My point is not just that corporations are bloated and wasteful. I want to float an idea for an alternative model.

In times of yore, many IP creators (though no-one thought of them as such; they were 'artists', 'composers' etc.) were supported by patronage from the wealthy. Lords, kings and even sometimes high clergy would pay an artist's keep in exchange for the prestige of association and first call on the artist's services. Obviously, the system was far from perfect, but many of the greatest creators history has known benefitted from it.

Obviously, very few of us could hope to be patron to even a single IP creator. What I'm envisaging is a system of charitable 'patronage trusts', to which consumers could donate small amounts anually, and which would provide stipends to IP creators and cover publication expenses. As an example, our £40k-a-year author could be supported by just 8,000 people giving £5 each once per year; costs on a per-book basis are difficult to estimate, but an extra couple of thousand supporters ought to cover it.

Creators would apply to trusts for part or whole stipends on a model somewhere between applying for a regular job and applying for the kind of government and/or charitable grants that support many museums, theatres, academic research institutions and projects, and independent creative organisations.
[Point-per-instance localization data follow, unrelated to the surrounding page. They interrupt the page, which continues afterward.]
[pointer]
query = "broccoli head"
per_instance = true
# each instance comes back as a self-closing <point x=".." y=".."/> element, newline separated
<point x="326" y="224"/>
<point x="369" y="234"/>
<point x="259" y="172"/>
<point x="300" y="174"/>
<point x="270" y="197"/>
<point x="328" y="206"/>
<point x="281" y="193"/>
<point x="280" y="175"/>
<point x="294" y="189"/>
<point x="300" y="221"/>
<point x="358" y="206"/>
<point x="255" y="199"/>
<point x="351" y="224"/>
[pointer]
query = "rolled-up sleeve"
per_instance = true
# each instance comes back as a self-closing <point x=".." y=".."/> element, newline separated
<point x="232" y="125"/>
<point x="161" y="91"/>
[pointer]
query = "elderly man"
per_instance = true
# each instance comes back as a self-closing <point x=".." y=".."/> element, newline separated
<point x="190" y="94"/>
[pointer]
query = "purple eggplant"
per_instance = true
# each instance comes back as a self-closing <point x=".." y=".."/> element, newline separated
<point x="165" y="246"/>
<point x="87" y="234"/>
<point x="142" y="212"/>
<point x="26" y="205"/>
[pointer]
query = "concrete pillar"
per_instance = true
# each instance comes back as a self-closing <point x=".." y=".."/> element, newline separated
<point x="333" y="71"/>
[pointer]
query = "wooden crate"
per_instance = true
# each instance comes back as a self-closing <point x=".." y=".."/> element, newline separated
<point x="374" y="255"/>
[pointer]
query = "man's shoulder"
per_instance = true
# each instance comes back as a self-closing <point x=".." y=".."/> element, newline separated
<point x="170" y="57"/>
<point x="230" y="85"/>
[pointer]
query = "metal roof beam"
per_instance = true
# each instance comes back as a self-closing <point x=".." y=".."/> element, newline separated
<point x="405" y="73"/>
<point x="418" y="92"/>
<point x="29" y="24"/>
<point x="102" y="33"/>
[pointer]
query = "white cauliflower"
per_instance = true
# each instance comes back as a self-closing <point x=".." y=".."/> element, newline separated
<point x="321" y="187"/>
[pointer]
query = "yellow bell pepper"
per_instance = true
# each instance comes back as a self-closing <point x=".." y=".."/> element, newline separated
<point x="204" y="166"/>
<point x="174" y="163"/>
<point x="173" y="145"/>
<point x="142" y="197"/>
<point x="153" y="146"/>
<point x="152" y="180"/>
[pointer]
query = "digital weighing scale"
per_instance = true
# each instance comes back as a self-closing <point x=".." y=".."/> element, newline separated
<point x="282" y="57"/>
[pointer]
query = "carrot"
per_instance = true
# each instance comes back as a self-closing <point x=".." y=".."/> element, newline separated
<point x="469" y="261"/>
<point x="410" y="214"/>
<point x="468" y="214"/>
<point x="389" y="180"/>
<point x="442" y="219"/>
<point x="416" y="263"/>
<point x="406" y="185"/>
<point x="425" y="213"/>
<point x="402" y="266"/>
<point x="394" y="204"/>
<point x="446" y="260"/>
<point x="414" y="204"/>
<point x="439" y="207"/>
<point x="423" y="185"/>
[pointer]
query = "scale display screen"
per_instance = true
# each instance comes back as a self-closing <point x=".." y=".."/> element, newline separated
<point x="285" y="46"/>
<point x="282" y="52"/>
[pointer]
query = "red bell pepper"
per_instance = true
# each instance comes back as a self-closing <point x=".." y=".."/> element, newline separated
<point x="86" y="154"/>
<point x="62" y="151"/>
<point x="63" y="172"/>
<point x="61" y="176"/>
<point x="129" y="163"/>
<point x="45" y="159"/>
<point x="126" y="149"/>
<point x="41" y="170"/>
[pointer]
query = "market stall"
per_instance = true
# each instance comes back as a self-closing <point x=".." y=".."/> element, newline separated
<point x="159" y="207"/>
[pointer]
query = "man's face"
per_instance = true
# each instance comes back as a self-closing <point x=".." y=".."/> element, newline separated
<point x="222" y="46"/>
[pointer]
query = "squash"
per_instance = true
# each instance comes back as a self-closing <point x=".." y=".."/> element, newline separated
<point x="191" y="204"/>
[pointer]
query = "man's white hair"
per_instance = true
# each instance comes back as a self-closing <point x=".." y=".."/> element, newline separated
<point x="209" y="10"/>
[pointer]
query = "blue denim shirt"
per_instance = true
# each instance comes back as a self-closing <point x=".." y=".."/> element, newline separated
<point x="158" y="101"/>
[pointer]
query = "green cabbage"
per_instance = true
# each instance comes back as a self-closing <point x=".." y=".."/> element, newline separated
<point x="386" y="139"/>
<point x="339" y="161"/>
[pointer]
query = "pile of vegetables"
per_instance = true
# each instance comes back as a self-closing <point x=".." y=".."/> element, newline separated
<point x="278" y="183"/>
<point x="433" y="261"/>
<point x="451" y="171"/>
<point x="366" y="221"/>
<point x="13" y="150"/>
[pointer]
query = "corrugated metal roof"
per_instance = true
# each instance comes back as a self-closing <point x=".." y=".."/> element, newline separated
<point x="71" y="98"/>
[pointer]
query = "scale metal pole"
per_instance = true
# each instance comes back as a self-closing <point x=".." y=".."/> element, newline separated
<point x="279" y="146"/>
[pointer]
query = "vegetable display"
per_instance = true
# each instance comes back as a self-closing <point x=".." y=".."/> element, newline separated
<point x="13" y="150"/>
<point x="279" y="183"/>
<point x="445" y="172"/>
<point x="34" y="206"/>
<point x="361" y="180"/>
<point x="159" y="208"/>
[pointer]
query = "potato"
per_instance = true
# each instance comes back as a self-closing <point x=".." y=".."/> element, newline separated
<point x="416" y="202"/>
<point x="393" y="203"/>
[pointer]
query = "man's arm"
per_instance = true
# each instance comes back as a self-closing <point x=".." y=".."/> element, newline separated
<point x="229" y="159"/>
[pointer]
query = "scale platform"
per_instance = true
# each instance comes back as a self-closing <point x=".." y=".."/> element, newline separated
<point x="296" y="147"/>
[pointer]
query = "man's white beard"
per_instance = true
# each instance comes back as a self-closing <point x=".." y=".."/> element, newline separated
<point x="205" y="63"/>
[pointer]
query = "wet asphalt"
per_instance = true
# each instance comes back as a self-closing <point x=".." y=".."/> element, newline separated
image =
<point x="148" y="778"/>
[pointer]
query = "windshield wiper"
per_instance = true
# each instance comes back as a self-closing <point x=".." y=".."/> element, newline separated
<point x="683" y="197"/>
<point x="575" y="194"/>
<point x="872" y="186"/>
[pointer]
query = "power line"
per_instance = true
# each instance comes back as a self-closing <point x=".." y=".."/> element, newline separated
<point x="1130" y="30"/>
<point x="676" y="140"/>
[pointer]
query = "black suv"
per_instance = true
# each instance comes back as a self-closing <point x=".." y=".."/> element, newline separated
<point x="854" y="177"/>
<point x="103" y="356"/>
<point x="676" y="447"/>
Trusts would have to operate on a fairly market-sensitive sort of basis, but without the burden of a corporate infrastructure and shareholder dividends to pay.

To get around the piracy problem, trusts could offer the bulk of the work they support for free and provide premium services to subscribers - this is a model that works well for a number of webcomics, I know, though I don't know whether that holds good for experiments with it in other fields.

This is all just a vague proposal at the moment, and I don't really know what the first step in pursuing it might be (except, obviously, finding a flagship creator likely to be able to create enough attention to get the idea off the ground), but given how difficult it is to predict what the creative industries will look like in ten years' time (or even next month), it's worth some sort of experiment, surely?

1 comment:

  1. I think it behooves all IP Creators to start thinking of alternatives. My Dad was always fond of saying, "Play by the rules until you're in a position to change them. Then change them." I think the digital age has put us all in that position, so we'd best do something about it!